ショートショート劇場

カエル通信システム北野勇作 
   カエル通信システムとは、二十一世紀に向け開発された次世代型情報伝達ネットワークであります。残念ながら一般にはまだそれほど知られていませんが、「地球に優しい」という観点からすればこれ以上望めないほどクリーンなシステムと言えるでしょう。
 原理はいたって単純。古来より、雨が降り出す前にカエルが鳴くという現象は広く知られており、そしてそれを説明するためのさまざまな仮説が立てられてきました。
 例えば、カエルは空気中の湿度の増加を皮膚で感じ取っているのだという説、あるいはカエルは未来予知ができるのではという説、はたまた、カエルには雨を呼ぶ超能力があるのではいう説等々、まさに百家争鳴。
 が、残念ながらどれも決定的なものとは言えませんでした。
 しかしついに、我々は独自の研究により、ついにそのメカニズムの解明に成功したのであります。
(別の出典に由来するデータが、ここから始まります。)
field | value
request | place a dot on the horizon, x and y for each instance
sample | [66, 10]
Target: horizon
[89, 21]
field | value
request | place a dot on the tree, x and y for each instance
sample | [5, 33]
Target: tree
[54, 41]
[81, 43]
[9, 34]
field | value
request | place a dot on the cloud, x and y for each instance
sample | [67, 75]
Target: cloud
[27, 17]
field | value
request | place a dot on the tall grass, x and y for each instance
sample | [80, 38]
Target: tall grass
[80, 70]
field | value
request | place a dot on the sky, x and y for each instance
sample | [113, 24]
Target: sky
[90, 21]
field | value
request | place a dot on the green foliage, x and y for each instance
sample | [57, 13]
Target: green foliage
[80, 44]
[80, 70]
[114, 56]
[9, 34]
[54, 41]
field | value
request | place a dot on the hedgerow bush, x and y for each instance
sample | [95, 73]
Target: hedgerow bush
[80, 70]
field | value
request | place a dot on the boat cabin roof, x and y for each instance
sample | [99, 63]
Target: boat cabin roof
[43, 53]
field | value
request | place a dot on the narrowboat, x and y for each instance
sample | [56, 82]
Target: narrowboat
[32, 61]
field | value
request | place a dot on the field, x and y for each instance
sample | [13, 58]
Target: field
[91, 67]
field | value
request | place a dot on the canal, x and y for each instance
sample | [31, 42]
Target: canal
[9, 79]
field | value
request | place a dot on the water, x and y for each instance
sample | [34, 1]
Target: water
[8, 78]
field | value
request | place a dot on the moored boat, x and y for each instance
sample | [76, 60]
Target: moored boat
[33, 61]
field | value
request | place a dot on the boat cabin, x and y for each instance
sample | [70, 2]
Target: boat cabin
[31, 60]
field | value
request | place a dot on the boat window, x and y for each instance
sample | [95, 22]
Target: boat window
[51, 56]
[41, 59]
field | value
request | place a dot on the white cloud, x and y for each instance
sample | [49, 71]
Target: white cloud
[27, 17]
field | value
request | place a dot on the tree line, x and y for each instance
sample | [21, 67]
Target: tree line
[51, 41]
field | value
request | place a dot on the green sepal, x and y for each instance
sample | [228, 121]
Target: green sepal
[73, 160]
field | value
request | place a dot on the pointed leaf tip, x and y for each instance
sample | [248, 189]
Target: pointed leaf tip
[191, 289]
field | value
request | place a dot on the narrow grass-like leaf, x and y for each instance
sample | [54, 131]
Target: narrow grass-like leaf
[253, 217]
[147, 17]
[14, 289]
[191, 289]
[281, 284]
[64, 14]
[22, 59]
しかして、その真相とは。
 なんとカエルたちは独自の情報伝達網を有していたのです。では、わかりやすく説明しましょう。
 まず、ある地点で雨が降りはじめる。その地点にいたカエルが雨に反応して鳴きます。その声を聞いて別のカエルが鳴く。さらにその声を聞いたカエルが鳴き、さらにその声を――という具合にカエルの鳴き声は波の様に伝播されてゆく。このカエルの鳴き声の波が、天気が変化していく速度――いわゆる雨足――よりも早く伝わっていたわけです。
 さて、特にシステム化されていないノーマルなカエルの間でさえ、これだけの情報伝達が容易に行われているのですから、ここに最新バイオテクノロジーを導入し、カエルを生体情報デバイスとして機能するように改造すれば、この鳴き声の波に大量の情報を乗せることが可能になることは自明の理でありましょう。
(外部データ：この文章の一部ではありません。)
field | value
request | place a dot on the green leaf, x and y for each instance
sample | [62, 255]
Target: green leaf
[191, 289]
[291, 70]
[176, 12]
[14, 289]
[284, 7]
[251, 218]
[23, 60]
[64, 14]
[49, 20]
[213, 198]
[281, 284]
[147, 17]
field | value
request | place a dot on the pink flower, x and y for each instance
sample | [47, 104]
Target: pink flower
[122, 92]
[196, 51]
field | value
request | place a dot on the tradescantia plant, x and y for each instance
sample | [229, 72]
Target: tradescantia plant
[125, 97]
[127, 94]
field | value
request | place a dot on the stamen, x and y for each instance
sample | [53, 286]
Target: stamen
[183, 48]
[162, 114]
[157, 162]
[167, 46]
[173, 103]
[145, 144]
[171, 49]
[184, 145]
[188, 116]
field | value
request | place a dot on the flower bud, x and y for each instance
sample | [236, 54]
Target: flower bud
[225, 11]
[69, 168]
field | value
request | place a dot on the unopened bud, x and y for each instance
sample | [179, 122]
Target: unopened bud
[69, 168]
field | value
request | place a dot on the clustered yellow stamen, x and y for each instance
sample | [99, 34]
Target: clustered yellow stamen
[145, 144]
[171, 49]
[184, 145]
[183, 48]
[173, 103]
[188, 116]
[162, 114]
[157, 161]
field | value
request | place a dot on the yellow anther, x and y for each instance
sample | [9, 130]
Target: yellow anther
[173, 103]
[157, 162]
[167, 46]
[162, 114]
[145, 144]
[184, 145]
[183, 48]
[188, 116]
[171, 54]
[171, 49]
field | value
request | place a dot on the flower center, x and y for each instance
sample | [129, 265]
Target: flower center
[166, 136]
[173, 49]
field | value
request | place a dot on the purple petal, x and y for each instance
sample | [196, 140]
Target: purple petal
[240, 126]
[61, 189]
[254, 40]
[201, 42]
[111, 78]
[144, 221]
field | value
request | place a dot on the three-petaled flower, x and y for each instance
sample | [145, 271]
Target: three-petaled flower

 当社の技術研究班は、ついにその方法を確立しました。すなわち、コンピュータとカエルの脳を直結することによって、いかなるデジタル信号をもカエルの声へと変換するという画期的なシステムであります。
 使い方は簡単。伝達したい情報を専用のフロッピーに入れると、これをコンピュータが読み取って、接続してあるカエルへと伝達します。カエルはそれを鳴き声に翻訳し、そしてその鳴き声を聴いた別のカエルが同じ声で鳴き、さらにそれを聴いた別のカエルが――あとは同じです。
 只今お申込みいただきますと梅雨特別サービス期間中ですので、もれなくカエル通信システム専用フロッピー――ケロッピー、あるいはフロッギーと呼ばれております――が十枚ついてきます。
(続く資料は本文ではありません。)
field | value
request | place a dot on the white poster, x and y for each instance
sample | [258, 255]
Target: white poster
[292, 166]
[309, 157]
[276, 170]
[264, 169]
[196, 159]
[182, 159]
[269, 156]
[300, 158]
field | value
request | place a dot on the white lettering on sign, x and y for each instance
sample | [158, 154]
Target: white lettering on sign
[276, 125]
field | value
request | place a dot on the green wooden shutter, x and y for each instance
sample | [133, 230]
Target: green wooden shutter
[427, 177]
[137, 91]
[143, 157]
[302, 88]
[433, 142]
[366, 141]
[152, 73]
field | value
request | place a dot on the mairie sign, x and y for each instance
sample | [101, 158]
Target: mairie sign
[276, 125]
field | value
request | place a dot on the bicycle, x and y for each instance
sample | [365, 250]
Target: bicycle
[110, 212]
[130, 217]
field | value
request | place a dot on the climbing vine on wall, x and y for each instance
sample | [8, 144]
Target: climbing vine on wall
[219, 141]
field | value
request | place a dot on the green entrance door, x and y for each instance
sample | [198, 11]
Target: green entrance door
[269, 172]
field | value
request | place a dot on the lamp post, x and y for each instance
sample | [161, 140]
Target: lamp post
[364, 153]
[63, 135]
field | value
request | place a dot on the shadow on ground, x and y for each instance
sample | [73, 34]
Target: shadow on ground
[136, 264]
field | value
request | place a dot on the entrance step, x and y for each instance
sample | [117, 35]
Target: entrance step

 というような説明を昨日、カエルによく似た顔のセールスマンから聞いたのだ。明日またお返事をうかがいに参ります、そう言って彼は帰っていった。
 で、ぼくは今も迷っている。情報などもうこれ以上いらない。それは確かなのだが。  それでも、カエルたちによって送られてくる情報というのをいちど受け取ってみたいような気もするのだ。